Tony Hall: 'High risk' period at the BBC

Lord Hall
Image caption Lord Hall made his comments in a speech to staff about the future of the BBC

The BBC is entering a period of "high risk" as it navigates the renewal of its Royal Charter, says Tony Hall.

Speaking to staff on Wednesday, the director general said there was a real danger the BBC could be "diminished" by negotiations with the government.

The charter dictates what the BBC does, how it is funded and how big it should be. It is renewed every 10 years.

Lord Hall has already said the BBC should be more "aggressive" in making the case for the licence fee.

On Wednesday, he asked staff to act as "ambassadors" for the broadcaster, "speaking up for the BBC against those who would bring it down".

He also called on programme-makers not to give critics any ammunition, by "spending every penny of the licence fee as if it were your own".

Analyis - David Silito, Media Correspondent

The language was stark. A moment of "high risk", the BBC in danger of being "diminished" and "stuck in an analogue cul-de-sac", unable to adapt to the rapid changes in digital media.

Tony Hall's speech expressed the fears within the corporation about what may happen in the forthcoming negotiations with the government over its next charter.

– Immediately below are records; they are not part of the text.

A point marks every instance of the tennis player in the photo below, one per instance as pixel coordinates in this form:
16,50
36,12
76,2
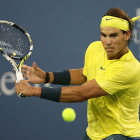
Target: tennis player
110,81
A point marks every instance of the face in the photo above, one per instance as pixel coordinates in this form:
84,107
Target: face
114,42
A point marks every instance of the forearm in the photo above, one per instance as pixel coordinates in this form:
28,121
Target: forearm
76,77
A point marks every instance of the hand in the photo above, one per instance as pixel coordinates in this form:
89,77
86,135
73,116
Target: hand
34,74
25,88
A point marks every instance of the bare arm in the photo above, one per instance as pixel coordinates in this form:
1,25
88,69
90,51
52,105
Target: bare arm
77,77
88,90
36,75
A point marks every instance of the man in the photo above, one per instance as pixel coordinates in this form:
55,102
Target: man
110,81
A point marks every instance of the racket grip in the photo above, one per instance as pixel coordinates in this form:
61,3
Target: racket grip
19,77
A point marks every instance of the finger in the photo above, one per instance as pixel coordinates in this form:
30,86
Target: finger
23,71
26,67
35,66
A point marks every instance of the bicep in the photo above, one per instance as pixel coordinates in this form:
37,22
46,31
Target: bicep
77,77
88,90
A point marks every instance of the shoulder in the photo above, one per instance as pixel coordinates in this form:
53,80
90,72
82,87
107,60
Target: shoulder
95,46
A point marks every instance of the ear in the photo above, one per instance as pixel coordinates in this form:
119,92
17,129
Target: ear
127,35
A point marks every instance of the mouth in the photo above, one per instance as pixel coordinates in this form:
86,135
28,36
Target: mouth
109,49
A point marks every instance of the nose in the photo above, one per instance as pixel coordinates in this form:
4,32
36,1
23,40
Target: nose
108,41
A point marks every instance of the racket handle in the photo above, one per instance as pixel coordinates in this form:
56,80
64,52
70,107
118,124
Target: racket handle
19,77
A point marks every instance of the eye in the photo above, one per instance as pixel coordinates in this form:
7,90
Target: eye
113,35
103,35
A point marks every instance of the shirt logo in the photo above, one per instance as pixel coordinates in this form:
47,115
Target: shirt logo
102,68
108,19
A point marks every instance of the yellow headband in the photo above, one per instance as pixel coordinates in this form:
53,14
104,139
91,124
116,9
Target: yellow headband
111,21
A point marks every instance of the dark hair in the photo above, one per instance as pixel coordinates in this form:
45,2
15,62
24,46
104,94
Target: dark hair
117,12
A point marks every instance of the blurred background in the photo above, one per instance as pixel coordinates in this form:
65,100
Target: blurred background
61,31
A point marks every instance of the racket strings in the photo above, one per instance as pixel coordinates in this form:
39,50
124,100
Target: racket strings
13,40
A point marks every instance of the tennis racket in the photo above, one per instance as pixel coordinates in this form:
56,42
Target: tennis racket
15,45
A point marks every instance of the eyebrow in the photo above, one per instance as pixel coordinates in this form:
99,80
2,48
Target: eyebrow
109,34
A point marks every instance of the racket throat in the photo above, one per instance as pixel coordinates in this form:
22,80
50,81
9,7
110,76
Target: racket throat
18,76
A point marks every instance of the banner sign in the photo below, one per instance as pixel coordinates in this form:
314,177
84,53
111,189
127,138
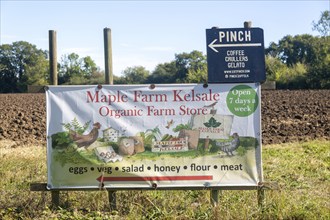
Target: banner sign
137,136
235,55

He said the BBC's independence would be under "colossal scrutiny" in the months to come and warned that some may use charter renewal to influence the way the BBC reports on politics in this election year. The BBC, he says, will always address complaints but will resist what he called "naked bullying".

The charter review will be carried out by the Department of Culture, Media and Sport in the same year as a general election, and Lord Hall warned negotiations could become politicised.

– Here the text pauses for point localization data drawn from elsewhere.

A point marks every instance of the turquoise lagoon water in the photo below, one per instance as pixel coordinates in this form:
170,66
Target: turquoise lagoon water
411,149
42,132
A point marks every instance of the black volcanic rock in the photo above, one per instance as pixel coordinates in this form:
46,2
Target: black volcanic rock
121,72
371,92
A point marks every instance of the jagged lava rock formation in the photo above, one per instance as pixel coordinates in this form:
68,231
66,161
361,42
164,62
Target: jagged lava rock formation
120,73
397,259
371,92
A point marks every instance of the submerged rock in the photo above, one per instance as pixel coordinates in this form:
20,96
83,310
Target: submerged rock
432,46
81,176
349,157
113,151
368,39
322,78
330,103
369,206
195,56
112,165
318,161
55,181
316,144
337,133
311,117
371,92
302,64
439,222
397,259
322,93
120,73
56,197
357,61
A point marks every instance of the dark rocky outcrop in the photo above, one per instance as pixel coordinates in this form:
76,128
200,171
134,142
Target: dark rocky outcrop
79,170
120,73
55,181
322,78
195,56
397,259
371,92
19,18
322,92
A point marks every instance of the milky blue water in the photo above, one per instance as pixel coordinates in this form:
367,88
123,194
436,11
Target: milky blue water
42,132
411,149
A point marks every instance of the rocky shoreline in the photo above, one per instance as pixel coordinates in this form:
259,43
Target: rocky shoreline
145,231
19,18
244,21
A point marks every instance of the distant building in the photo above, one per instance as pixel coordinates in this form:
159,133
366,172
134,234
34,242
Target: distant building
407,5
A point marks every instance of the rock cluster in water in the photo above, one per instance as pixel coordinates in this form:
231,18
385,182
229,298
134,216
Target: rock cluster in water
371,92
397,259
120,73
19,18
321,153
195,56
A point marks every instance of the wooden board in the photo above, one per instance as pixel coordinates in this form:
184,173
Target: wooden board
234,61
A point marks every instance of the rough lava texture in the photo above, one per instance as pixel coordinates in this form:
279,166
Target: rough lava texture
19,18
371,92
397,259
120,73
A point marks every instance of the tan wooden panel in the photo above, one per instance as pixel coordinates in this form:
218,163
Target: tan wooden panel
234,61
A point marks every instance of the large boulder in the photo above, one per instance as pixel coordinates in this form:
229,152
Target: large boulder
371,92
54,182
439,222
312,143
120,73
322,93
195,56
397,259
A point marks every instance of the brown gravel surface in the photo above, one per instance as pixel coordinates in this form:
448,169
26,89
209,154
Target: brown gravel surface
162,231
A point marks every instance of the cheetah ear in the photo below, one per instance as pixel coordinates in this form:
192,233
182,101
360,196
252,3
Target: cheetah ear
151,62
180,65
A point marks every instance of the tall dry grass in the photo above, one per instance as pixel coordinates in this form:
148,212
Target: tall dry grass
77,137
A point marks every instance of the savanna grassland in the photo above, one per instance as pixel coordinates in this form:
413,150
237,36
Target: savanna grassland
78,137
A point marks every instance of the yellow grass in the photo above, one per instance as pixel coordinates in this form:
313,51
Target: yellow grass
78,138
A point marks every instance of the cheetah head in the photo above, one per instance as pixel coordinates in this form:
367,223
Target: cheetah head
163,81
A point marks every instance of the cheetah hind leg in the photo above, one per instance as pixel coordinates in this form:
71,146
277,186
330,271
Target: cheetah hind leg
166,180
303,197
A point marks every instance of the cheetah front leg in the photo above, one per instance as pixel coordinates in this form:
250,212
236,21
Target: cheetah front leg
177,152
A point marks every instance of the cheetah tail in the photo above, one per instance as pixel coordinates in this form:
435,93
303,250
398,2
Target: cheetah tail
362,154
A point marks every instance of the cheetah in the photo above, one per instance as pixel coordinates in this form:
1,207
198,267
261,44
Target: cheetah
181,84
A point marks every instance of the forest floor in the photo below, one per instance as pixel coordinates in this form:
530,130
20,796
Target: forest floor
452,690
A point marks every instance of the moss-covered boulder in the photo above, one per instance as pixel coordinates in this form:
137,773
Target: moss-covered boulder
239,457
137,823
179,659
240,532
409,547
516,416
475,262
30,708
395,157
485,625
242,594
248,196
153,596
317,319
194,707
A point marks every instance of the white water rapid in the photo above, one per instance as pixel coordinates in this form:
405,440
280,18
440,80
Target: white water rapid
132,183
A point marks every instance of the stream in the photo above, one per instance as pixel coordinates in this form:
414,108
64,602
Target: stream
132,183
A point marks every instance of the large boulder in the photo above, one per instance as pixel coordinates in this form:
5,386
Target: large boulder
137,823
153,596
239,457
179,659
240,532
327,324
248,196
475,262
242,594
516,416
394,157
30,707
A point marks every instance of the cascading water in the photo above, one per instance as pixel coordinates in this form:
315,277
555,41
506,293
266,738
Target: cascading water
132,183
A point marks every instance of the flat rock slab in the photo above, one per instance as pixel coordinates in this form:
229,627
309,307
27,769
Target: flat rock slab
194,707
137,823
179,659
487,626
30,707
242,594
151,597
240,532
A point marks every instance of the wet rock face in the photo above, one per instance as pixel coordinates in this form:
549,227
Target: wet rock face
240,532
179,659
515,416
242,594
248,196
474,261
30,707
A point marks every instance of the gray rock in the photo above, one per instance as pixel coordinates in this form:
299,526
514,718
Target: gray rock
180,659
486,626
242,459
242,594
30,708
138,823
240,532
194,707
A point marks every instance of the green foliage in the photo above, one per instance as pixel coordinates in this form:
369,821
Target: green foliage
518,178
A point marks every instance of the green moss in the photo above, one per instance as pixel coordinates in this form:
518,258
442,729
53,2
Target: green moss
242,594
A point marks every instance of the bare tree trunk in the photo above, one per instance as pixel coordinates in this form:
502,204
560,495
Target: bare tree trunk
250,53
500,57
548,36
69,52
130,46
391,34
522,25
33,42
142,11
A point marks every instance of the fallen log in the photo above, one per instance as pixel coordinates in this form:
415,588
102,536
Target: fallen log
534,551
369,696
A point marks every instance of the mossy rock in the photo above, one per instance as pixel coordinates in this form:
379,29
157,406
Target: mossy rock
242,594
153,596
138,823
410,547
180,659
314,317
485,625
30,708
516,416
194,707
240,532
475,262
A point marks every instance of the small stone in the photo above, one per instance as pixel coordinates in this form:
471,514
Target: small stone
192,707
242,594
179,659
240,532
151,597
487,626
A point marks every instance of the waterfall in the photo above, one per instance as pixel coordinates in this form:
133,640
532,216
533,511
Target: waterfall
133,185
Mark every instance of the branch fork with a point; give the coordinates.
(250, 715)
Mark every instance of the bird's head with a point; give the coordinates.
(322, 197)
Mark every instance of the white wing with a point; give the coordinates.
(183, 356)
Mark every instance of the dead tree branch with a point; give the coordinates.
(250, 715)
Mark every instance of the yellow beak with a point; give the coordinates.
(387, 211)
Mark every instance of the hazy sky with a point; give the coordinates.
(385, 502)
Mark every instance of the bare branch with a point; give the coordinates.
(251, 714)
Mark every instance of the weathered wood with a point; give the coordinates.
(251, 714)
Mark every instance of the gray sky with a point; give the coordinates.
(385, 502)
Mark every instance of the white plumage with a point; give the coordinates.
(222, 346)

"There may be some - I hope only a few - who try to use the impending charter review to influence our coverage of politics in this most sensitive of political years," he said. "We will never let that happen, because to do so would betray the public and the ideals of the BBC."

He added the journalists should report "without fear or favour".

"We will get things wrong," he said, "It's inevitable [but] we will reflect and put things right where we have.

"But we will never confuse justifiable complaints with naked bullying."